Senior Member (male)
Join Date: Jan 2013
Re: Post-Vitrectomy Vision & Possibility of Repeat Retinal Detachment
My secondary cataract sx for the right eye with the Yag laser was some 10 years ago, about 2.5 years after the primary cat sx, so I do not remember all the details, but my recollection is that it was a quick sx (few minutes), and, yes, almost immediately (next day?) my vision became better (20/20), and hasn't changed to this day. But I did not have any retinal detachment or anything then. The problem before the sec. cat. was that the "halos," and "glares" around lights, diodes and oncoming cars' headlights started to come back again in the night, like, those before the primary cat., and also, slight cloudiness. That cloudiness comes from the PCO (posterior capsular opacity). These things can't be corrected by refractive lenses, as you know. So, this sx is pretty minor - compared to what you have gone already. I read that in US, 2% of the population is at the risk of retinal detachment after YAG laser sx, rather than 1% after primary cat. sx.

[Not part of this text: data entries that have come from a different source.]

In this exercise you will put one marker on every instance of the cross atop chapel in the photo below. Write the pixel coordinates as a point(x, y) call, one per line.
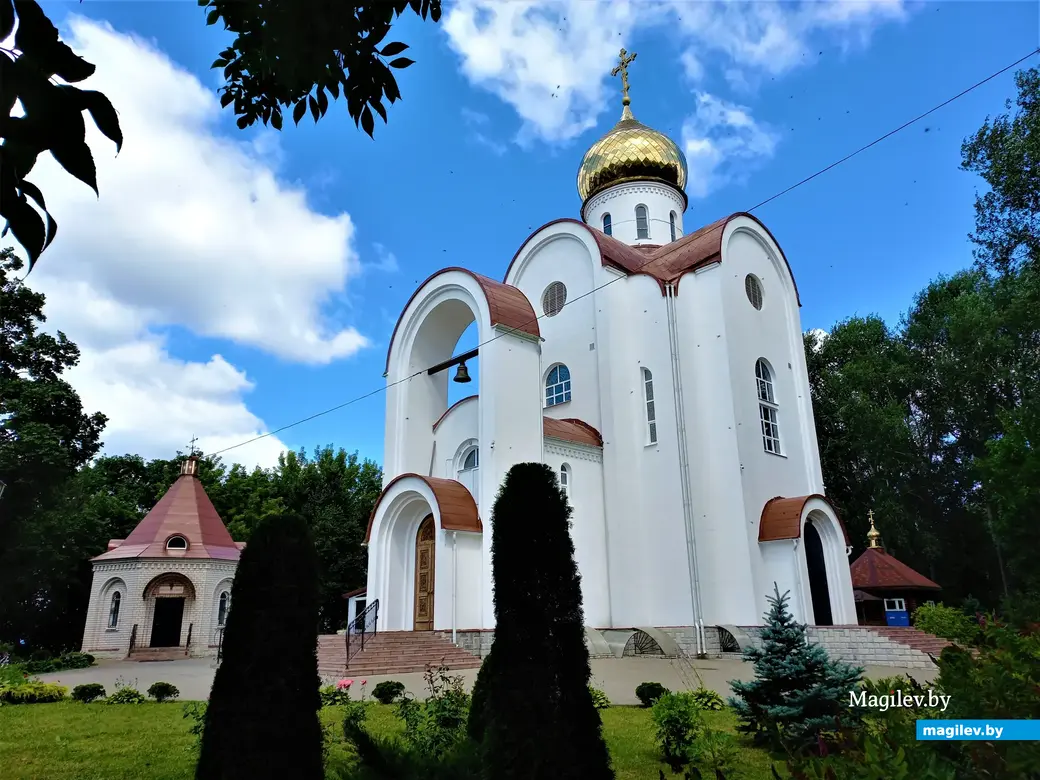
point(624, 59)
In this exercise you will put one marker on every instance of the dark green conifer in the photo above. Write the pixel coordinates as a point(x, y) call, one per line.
point(798, 692)
point(262, 720)
point(540, 721)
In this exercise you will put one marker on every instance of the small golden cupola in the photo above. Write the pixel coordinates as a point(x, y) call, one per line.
point(630, 152)
point(873, 536)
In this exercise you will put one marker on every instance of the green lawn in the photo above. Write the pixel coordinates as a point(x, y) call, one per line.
point(152, 742)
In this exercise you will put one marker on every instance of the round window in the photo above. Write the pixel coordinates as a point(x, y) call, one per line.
point(553, 299)
point(754, 289)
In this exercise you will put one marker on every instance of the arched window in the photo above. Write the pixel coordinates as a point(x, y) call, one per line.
point(768, 408)
point(642, 222)
point(222, 608)
point(651, 411)
point(557, 386)
point(113, 611)
point(469, 469)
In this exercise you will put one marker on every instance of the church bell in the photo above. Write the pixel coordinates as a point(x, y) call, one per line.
point(462, 375)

So, you are right, the capsulotomy sx (not "capsulectomy" - that's something else altogether) removes a small disc from the posterior (aft) capsular bag, within which the IOL is located, using YAG laser. That disc gets absorbed in your vitreous behind the lens in a few days. (I don't know if it gets as easily absorbed if it is saline solution instead, which usually replaces the vitreous during vitrectomy sx., or what the interaction of the IOL is with the saline solution, now that it is exposed to it as opposed to the natural vitreous.) The diameter of this disc is something like the size of your pupil in normal daylight, and I have read that depending on the disc's relative size to the pupil, the light rays can "defract," or bend around the hole's edges, and can give different colors in your vision. The thickness of his capsule is that of one blood cell (extremely thin). So, yes, I guess, cutting a hole must be weakening the posterior capsule, but I don't know about the fibres that may show up post-op, as you say, since lasers, in general, are extremely accurate (sharply focused) and ought to cut a fine edge.
By the way, I don't know how OCT will help anything with PCO, as it is typically used to get the cross-sectional details of the retina, not the capsular bag or lens. And, OCT uses infra-red (IR) of low intensity, no X-rays or radiation that you were thinking; I don't think it is harmful or anything. Plus, I have not heard anything about dilation drops being harmful if taken more than 2 times a year - that sounds preposterous! Where did you get this info from? After these vit surgeries, I have been seeing my doctor pretty regularly to check the progress (1 day, 4 days, 2 weeks, 4 weeks, 7 weeks, etc.), and unless my eyes are dilated he can't see properly inside my eye. So, dilation is a must.
I saw you mentioned Bellevue, WA, for your cat. sx. in the other post - I also had done my cat. sx. in Bellevue, WA, at PCLI with Dr. Oli Traustason - great surgeon, but who has retired long time ago. Fortunately, my insurance paid almost all the expenses for all these surgeries (cat, vit, whatever) - so that's not an issue for me. But, especially, after the RD surgeries, when you get your vision back, I would pay them whatever rather than be ruined with a bad or no vision for life. I have really started respecting these surgeons now! It's money worth spent.